Sobre as linhas de crédito, a Sedap destaca o financiamento de equipamentos para processamento de açaí. “Para ele tem uma linha disponível de crédito a juros muito baixo. O batedor pode procurar e se candidatar. Mas o governo também está estudando a implantação futura de uma linha de crédito para irrigação de açaí no estado, para ampliar a produção”, antecipou Geraldo.
Para Cassandra, da Fiepa, as iniciativas são grandes impulsionadoras da abertura das fronteiras do Estado para indústrias não só do Brasil, mas de outros países. “Esses investimentos desencadeiam todo o desenvolvimento econômico da nossa região. A gente começa a atrair as indústrias por conta deque aqui temos toda a cadeia a uma posição logística diferenciada para a exportação. Então, para todos é melhor que a agregação de valor seja feita aqui mesmo, completando toda a cadeia produtiva”, reforça Cassandra.

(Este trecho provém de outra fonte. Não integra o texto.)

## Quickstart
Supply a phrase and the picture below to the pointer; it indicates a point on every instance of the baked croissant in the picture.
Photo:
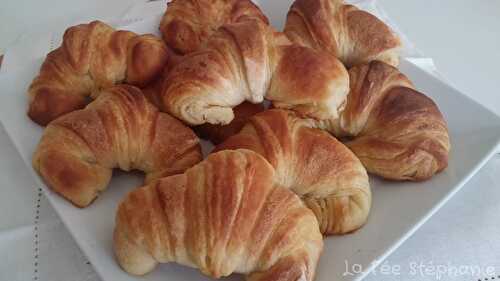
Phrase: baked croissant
(352, 35)
(221, 216)
(247, 61)
(120, 129)
(186, 24)
(219, 133)
(92, 57)
(397, 132)
(322, 171)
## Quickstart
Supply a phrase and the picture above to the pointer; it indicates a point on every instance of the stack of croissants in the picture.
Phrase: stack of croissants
(272, 102)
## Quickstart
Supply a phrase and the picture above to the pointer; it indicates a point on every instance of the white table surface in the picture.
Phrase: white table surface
(463, 37)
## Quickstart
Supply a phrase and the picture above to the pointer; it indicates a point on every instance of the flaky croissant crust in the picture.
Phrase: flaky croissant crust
(353, 35)
(249, 61)
(187, 24)
(397, 132)
(120, 129)
(224, 215)
(92, 57)
(321, 170)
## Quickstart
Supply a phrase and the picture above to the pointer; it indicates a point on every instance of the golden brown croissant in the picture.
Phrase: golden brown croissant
(321, 170)
(120, 129)
(186, 24)
(247, 61)
(353, 35)
(221, 216)
(397, 132)
(219, 133)
(92, 57)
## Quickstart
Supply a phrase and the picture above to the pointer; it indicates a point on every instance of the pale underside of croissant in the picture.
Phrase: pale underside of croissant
(120, 129)
(92, 57)
(219, 133)
(397, 132)
(249, 61)
(352, 35)
(322, 171)
(224, 215)
(187, 24)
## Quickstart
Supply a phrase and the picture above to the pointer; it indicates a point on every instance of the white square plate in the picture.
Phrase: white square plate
(398, 208)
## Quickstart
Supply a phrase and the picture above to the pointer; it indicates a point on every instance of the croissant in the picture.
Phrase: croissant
(352, 35)
(186, 24)
(221, 216)
(218, 133)
(247, 61)
(397, 132)
(92, 57)
(120, 129)
(322, 171)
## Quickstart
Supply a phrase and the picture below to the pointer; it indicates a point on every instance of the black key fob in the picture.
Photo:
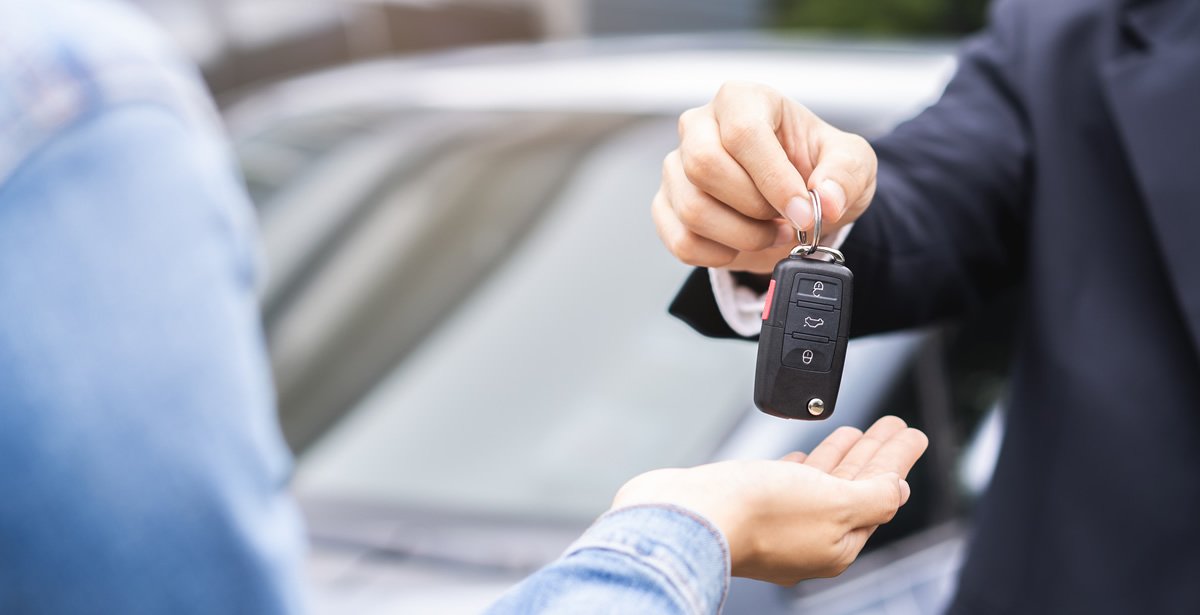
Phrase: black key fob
(805, 327)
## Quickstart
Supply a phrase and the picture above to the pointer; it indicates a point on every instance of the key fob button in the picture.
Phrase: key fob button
(808, 354)
(810, 321)
(816, 290)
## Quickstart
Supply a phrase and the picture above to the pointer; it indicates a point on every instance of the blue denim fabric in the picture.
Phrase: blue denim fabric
(141, 463)
(645, 559)
(142, 469)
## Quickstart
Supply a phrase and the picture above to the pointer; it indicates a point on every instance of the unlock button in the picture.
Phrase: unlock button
(808, 354)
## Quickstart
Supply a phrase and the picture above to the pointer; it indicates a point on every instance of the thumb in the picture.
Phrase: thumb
(844, 174)
(875, 501)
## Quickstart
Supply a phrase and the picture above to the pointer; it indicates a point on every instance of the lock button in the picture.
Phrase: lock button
(816, 290)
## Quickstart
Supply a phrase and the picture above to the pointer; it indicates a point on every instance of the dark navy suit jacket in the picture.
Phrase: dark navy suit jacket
(1063, 161)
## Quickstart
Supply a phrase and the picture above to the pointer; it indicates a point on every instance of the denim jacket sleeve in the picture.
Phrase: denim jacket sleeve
(645, 559)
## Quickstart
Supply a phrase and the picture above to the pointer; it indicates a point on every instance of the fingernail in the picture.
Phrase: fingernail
(784, 236)
(833, 199)
(799, 213)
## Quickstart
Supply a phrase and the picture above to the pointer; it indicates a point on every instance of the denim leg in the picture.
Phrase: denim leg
(142, 467)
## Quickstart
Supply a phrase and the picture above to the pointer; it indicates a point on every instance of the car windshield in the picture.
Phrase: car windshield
(558, 377)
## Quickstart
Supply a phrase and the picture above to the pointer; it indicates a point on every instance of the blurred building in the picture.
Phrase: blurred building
(673, 16)
(244, 42)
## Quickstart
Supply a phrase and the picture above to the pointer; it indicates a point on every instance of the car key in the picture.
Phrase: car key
(805, 328)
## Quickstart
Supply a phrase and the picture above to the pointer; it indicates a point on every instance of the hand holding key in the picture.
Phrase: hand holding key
(739, 180)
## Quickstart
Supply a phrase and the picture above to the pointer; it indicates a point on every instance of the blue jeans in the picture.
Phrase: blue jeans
(142, 469)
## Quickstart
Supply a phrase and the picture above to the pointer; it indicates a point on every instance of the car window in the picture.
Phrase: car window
(558, 377)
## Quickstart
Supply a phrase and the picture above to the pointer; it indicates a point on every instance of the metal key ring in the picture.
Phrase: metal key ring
(805, 248)
(815, 199)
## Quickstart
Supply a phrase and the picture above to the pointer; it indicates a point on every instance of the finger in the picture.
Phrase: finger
(873, 501)
(712, 219)
(832, 449)
(712, 169)
(748, 119)
(865, 448)
(685, 245)
(897, 455)
(844, 173)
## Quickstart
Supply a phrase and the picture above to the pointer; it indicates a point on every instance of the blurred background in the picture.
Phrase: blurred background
(466, 302)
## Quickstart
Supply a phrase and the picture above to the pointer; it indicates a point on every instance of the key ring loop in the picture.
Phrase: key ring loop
(805, 248)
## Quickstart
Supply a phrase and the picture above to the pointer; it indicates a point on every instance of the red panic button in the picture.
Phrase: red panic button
(771, 298)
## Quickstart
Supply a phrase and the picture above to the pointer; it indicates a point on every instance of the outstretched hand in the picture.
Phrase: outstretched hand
(802, 517)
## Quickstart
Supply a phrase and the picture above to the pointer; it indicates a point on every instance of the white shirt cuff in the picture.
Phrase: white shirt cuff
(742, 306)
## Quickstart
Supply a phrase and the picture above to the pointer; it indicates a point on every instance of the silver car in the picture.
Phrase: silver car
(467, 303)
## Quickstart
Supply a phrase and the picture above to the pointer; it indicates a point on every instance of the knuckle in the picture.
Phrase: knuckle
(669, 165)
(701, 163)
(687, 250)
(687, 119)
(690, 213)
(739, 132)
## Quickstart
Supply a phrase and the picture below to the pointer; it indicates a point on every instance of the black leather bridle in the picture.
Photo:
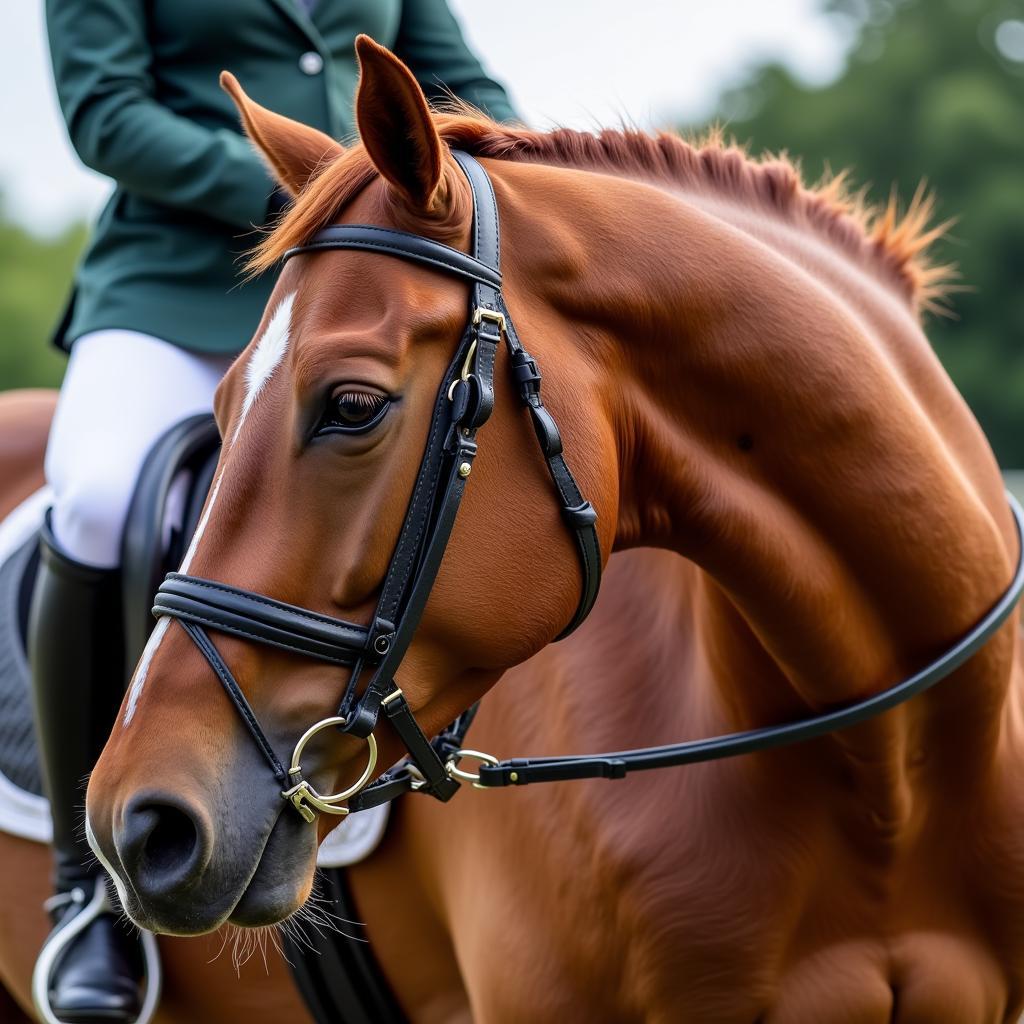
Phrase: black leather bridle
(464, 403)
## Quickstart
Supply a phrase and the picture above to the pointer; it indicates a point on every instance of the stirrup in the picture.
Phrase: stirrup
(61, 937)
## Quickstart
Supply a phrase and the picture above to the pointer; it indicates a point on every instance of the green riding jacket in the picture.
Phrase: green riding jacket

No mercado local, produto teve alta de quase 30% apenas em 2021
A alta procura tem inflacionado o preço do açaí na capital Belém, onde é consumido e vendido por litro. De acordo com o Departamento Intersindical de. Estatística e Estudos Socioeconômicos (Dieese), apenas nos primeiros quatro meses deste ano, o valor médio do produto subiu cerca de 27%, enquanto a inflação registrada no período foi de 2,3%, segundo o Índice Nacional de Preços ao Consumidor (INPC), do Instituto Brasileiro de Geografia e Estatística (IBGE). O valor médio flutuou entre R$ 22 e R$ 32 para o consumidor final em abril de 2021.
Para o supervisor do Dieese, Roberto Sena, o atual momento vai exigir um olhar mais atento quanto às políticas públicas para o setor. “Não somos contra a exportação, mas sim a falta de regulamentação dela. Hoje, são elas que ditam o preço da matéria-prima no mercado, resultando nessa especulação do preço que não cabe no bolso do médio batedor. O problema é a exportação desenfreada, porque grandes empresas compram metade da produção”, avalia o economista.
“Esta situação não se justifica, principalmente em função do volume de produção do produto no Estado. O Pará continua sendo o maior produtor de açaí do país e infelizmente uma parte considerável desta produção é exportada e o que fica por aqui, fica muito caro, penalizando principalmente a população de menor renda”, complementou.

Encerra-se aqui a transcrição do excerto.